L’attenzione di Quinto alle vicende politiche durò tutta la vita, anche quando, acquistato un podere col fratello Mingo, si dedicò completamente a quel lavoro.

Ogni anno nella sua aia, ripristinando la tradizionale battitura (mangiata finale compresa!), invitava questo o quel dirigente politico o sindacale. Riuscendo ad avere tra gli ospiti i due maggiori leader del momento: Luciano Lama (segretario della CGIL) ed Enrico Berlinguer (segretario del PCI). A Berlinguer rimase così simpatico che gli concesse la parola durante una manifestazione nazionale del PCI, al Teatro Adriano (se ben ricordo) stipato di attivisti. Quell’occasione doveva sancire la fine della “solidarietà nazionale”, per dissensi insanabili tra DC e PCI. E Quinto, attento politico e ancora buon oratore, non demeritò il pulpito. L’indomani, infatti, uno tra i maggiori quotidiani nazionali (mi pare La Repubblica) titolò: “La svolta del Santucci”. Quinto sostenne: “Come i pesci nuotano nell’acqua, così i comunisti stanno nelle lotte politiche” quel colorito rituffarsi nella lotta, sganciandosi dalla maggioranza dell’“astensione comunista”, fece presa.
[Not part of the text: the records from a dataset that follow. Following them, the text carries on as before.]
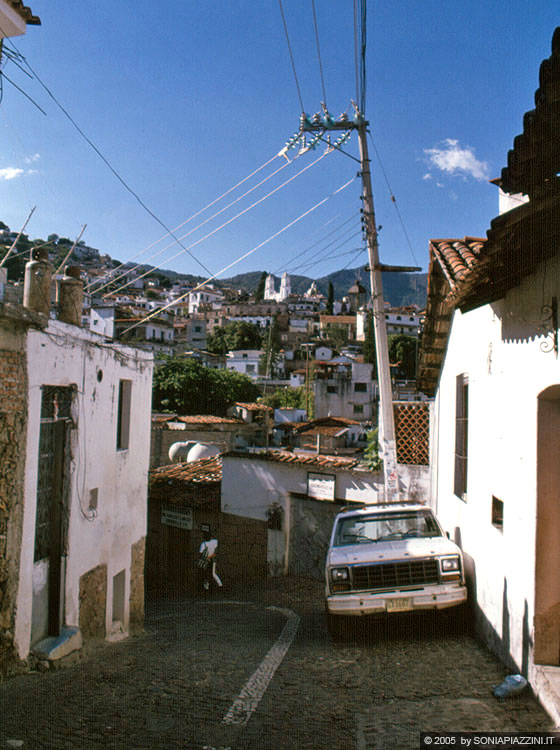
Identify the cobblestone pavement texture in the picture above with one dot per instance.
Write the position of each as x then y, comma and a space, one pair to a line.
172, 686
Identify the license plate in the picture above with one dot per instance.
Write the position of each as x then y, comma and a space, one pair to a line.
398, 605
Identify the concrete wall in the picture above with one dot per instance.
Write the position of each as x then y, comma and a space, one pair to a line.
13, 433
66, 355
500, 348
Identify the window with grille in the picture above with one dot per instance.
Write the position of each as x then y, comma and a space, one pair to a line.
461, 435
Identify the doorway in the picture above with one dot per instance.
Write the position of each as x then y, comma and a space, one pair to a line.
547, 554
51, 520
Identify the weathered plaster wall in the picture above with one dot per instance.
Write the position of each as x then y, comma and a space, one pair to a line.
13, 428
66, 355
499, 348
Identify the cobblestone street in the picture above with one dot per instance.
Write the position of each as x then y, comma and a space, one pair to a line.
187, 682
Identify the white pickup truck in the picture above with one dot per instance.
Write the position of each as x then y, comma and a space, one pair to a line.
390, 557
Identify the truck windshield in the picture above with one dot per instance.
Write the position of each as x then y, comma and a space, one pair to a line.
386, 526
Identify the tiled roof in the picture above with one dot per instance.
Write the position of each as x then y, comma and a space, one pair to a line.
326, 430
203, 471
309, 459
208, 419
533, 163
457, 258
253, 406
159, 418
25, 12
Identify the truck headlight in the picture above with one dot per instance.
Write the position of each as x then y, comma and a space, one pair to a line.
450, 565
339, 574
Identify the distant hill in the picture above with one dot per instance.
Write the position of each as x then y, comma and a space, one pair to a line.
398, 288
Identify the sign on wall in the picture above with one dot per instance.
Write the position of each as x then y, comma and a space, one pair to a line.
180, 519
321, 486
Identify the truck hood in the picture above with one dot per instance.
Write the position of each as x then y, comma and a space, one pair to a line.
400, 549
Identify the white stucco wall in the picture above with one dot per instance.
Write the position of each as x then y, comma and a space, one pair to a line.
65, 355
499, 348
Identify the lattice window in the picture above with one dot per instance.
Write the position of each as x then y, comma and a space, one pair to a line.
412, 428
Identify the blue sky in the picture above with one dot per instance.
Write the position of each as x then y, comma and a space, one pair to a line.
186, 99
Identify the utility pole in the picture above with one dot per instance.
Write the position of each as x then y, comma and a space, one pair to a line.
321, 125
387, 442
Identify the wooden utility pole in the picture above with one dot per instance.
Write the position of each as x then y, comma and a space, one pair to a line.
387, 442
321, 125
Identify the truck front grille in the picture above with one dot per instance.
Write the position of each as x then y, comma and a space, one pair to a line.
395, 575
Di lì a poco, morto Berlinguer, Quinto rallentò l’attivismo. Al ritorno dalla manifestazione romana, al suo fianco in corriera, usciti dalla città e visto il dirigibile della Goodyear, mi domandò. “E quello, che è?” Non avevo finito di spiegargli ch’era uno strumento pubblicitario di pneumatici, allorché m’interruppe: “Quello, è utile quant’il Vaticano!” la sua solita ironia corrosiva di sempre, che credeva solo ai “miracoli” scaturiti dal lavoro sudato.

Quinto dimostrò possibile far politica senza trasformarla in mestiere e che la cultura (indispensabile per coprire incarichi politici o sindacali) si può acquisire anche sul campo. E, indipendentemente dalla scolarità ottenuta, si possono raggiungere livelli conoscitivi simili a ricercatori demo-antropologici sfornati dall’università. Non so che fine abbia fatto la sua collezione di attrezzi contadini, ma, non sarebbe male, fosse entrata nel patrimonio d’un Comune che affonda le radici nella cultura contadina.